How to Move Forward When You’re Out of Work and Feeling Lost
Feel the feels.
Likely you will experience a range of feelings. Allow yourself to sit in it. You may find yourself grieving. This is natural; after all, something that was a significant part of your life has come to an end.
Elisabeth Kubler-Ross made famous the five stages of grief: denial, anger, bargaining, depression, and acceptance. Recognizing these stages can help with the coping process.
Breathe. Do yoga. Meditate. Write in a journal. Create a vision board. This will help ground and center you and soon enough, you will start having clarity about how to move forward.
Your tribe will always be your tribe.
Connect with friends and family. Let people know what’s going on. Your tribe will rally and embrace you no matter where in the world they are—or you are. They will love you, encourage you, help you, and still think you’re great, even when you don’t. They will drag you out of the house, drink a cup of tea with you over a video call, and make sure you get to that yoga class. As tough as it is, talking about it helps.
Ask for help.
As a fairly independent person, I find asking for help uncomfortable. In the spirit of “be comfortable with being uncomfortable,” I reached out to my network and asked for help.

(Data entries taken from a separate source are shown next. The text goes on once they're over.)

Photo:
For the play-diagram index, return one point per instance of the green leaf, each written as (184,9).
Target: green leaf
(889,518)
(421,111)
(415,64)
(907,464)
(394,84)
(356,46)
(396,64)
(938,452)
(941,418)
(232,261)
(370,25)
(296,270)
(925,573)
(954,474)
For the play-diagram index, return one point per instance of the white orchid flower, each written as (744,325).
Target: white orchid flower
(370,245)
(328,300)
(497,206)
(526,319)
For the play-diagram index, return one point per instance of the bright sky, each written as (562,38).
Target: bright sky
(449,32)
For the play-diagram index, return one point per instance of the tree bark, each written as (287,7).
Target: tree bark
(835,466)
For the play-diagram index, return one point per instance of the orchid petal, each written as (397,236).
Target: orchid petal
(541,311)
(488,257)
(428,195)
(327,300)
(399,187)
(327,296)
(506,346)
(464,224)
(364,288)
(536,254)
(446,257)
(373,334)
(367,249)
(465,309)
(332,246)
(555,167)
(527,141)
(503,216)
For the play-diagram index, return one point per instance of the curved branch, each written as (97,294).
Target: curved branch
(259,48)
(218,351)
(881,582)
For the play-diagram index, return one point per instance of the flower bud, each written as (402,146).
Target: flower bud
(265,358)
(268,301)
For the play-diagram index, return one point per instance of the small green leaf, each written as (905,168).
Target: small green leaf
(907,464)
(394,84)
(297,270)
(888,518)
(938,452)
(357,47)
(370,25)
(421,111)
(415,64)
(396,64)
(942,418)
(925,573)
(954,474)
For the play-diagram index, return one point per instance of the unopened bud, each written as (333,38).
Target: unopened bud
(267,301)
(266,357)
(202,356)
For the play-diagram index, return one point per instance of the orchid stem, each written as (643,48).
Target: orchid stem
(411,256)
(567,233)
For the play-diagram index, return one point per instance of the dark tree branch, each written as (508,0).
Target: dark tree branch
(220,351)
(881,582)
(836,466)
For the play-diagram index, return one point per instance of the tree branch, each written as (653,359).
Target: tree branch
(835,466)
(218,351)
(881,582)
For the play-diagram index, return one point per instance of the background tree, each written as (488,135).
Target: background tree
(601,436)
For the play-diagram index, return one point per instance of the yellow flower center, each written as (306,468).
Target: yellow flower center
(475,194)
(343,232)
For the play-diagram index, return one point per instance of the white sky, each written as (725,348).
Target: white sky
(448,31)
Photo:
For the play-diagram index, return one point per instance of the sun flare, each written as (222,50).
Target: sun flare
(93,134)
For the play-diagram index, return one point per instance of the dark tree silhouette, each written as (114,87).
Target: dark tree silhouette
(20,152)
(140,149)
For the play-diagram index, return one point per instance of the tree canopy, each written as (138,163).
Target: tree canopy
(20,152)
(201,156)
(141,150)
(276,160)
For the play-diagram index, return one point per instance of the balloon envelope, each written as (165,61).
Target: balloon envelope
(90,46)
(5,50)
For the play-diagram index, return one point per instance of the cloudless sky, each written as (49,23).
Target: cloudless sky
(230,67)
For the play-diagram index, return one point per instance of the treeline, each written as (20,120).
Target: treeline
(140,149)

One particular situation will always stick with me: I called someone I’d met at an event and told him the news. He asked me to call him back the following week so he could think about suitable connections. Sure enough, the next week, he was ready with a list of ten people that would be valuable to connect with. This blew my mind. He spent time in the following weeks crafting up personalized emails and making introductions. This was a reminder of the human spirit. People want to help—ask!
Create a routine.
Not having to wake up and be somewhere messed with my routine. Having a routine can help anchor us, while providing structure, building good habits, and creating efficiency.
I found it helpful to design a new routine.
I woke up at the same time every morning, did an hour of physical activity, meditated, and created a to-do list for the day.
I found a neighborhood coffee shop that became my “office.” When I was not out meeting someone, I would go to the coffee shop and work on applications, networking requests, learning modules, goals, and volunteer projects.
I ended my “work day” around the same time daily and would have an evening activity lined up. This helped me have structure, kept my mind engaged, and ensured I was making connections.
When a job loss hits, it is easy to feel as though your purpose has been lost too. A way to counter this is to set goals and reflect.
Setting goals helps provide clarity and gives focus, motivation, and accountabilities. Examples of goals could be setting up a meeting or two per week, fixing up your CV, applying to two jobs weekly, or getting involved in volunteer work.
Goals give you something to work toward, and at the end of the week you can take stock of what you’ve completed and feel a sense of accomplishment. Taking the time to reflect allows you to see your progress and be grateful for the support you have received, and it also gives you something to build on.
Create a personal board of directors (PBOD).
This was a concept introduced to me a few years ago by one of the members of my own PBOD. They’re a trusted group of people who you can turn to for advice, who will share helpful resources and offer different viewpoints.
As Lisa Barrington explains in her article, Everyone Needs A Personal Board Of Directors, “Your PBOD exists to act as a sounding board, to advise you and to provide you with feedback on your life decisions, opportunities, and challenges. They provide you with unfiltered feedback that you can’t necessarily get from colleagues or friends.”
Companies are careful to select their board of directors, and you should be too. Some roles you may want to consider are: an accountability partner, someone who will ask the tough questions, one of your biggest fans, a connector, and a mentor.
Your PBOD does not have to meet all together. You just have to stay connected to all of them regularly. I speak with at least one member of my PBOD weekly. It helps keep me on track and provides pushes me to think differently.
This can be a time filled with high highs and low lows. Take time to play. Laughter and play release endorphins in the brain. As stated on NPR’s podcast All Things Considered, adults play for many important reasons: building community, keeping the mind sharp, and keeping close the ones you love.
Explore the city you’re in—check out all of the free things you can do. Spend time outside. Go on a vacation for a few days. It can help you gain perspective and reconnect you to what’s important.
According to Dr. Stuart Brown, Founder of National Institute for Play, “What you begin to see when there’s major play deprivation in an otherwise competent adult is that they’re not much fun to be around.” Put yourself out there. Talk to strangers. Say yes. Have adventures.
Yes, this sounds counterintuitive. You’re walking into the unknown, what’s there to celebrate?
It’s not every day you get to put life on pause and recalibrate. Be grateful for the downtime. Think of this time as a gift. Be thankful for the experiences the job gave you. Celebrate the success and the struggles. Embrace the lessons—you will take these with you as you move forward. Be thankful for the relationships you formed and the people who helped you and will help you.
While this period in life may sting, remember, it’s temporary.
Take this opportunity to hit the pause button, reflect on what’s important, renew and build your network, and set new goals.